İnsanın içini kıllandıran bir şey bazı çinlilerin maske takması. Öğrendiğim kadarıyla domuz gribi dalgasından sonra insanlar ücretsiz olarak maske alabilmeye başlamışlar. Bu sebeple de bazı insanlar takıyormuş, ama şehir güvenliymiş.
Midem şimdiden düzelmeye başladı. Tabi yanlış anlaşılmasın, kötü olmasının sebebi Çin yemeği değil, gelmeden önce herkesle ayrı ayrı dışarı çıkıp bir daha ne zaman yiyeceğim dediğim ağır yemekler. Tabi buradaki yemeklerden de bahsetmesem olmaz. Şuana kadar tavuk pilav dışında bir şey yemedim ama hepsinin adı ve mutfağı farklıydı. Mesela bu öğlen yediğim tavuk pilav en alışılmışı zannediyordum. Pilavdaki sarılıkların mısır değil yumurta olduğunu anlayana kadar. Burada saçma sapan her şeyin üstüne yumurta kırıyorlar. Kısaca diyebilirim ki, buradaki yemeği sevmeye niyetliyseni seversiniz, değilseniz nefret edersiniz. Gelelim chopstick meselesine. Okul yemekhanesinde çatal bıçak var ama dışarıda yerken vermediler.
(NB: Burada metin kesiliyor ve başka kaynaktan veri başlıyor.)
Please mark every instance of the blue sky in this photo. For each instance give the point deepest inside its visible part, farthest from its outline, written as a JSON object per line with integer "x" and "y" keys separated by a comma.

Pilavı son tanesine kadar yiyemediysem de baya zorlanmadan yedim diyebilirim.
Buradaki odam inanılmaz güzel. Boğaziçi’liler bilir. Süperdorm odasından daha geniş, banyosu daha büyük ve daha az kişi tarafından paylaşılıyor. Ayrıca yurtlarda spor salonu, çamaşırhane, yemekhane, ortak televizyon odaları (Kantonca kanal izlemeyi çok severiz) ve piyano odaları bulunuyor.
Parayla olan ilişkimi 10 katı değerinde olan Euro üzerinden tutuyorum, ve şehir fiyatları pahalı diyemem. Yani, uzakdoğu ucuzluğu diye bir şey varsa eğer, o burada yok. Ama sıradan bir Avrupa şehrinden pahalı değil.
Marketlerde çok fazla çeşit var ve ithal ürünler diz boyu. Amerika’dan patates cipsi, Danimarka’dan bilmemne getiriyorlar ve satıyorlar. Meyve çok bol ama İstanbul’dan pahalı. Ama bunu gibi meyveleri de bulup anında tüketmek mümkün.
Çinliler biraz garip, böyle nasıl desem, bir tutukluk var sanki. Ama değişim programındaki insanlar çok sıcak kanlı ve eğlenceli. Mesela dün gece gittiğimiz terasın manzarası.
Bugün Kowloon Park’ına gittim. Metroyla belli bir mesafeyi katettikten sonra yürümeye başladım. Normalde yaşadığım Kowloon Tong zengin mahallesiymiş. Merkeze yaklaştıkça yeşil yerini betona bırakıyor ve hava kirleniyor. Ancak bu parklar sayesinde şehir nefes almaya devam edebiliyor. Her ne kadar pembe flamingoları görme hayaliyle gitmiş olsam da gördüğüm manzara beni oldukça tatmin etti. Tam olarak görmek istediğim şehir buydu.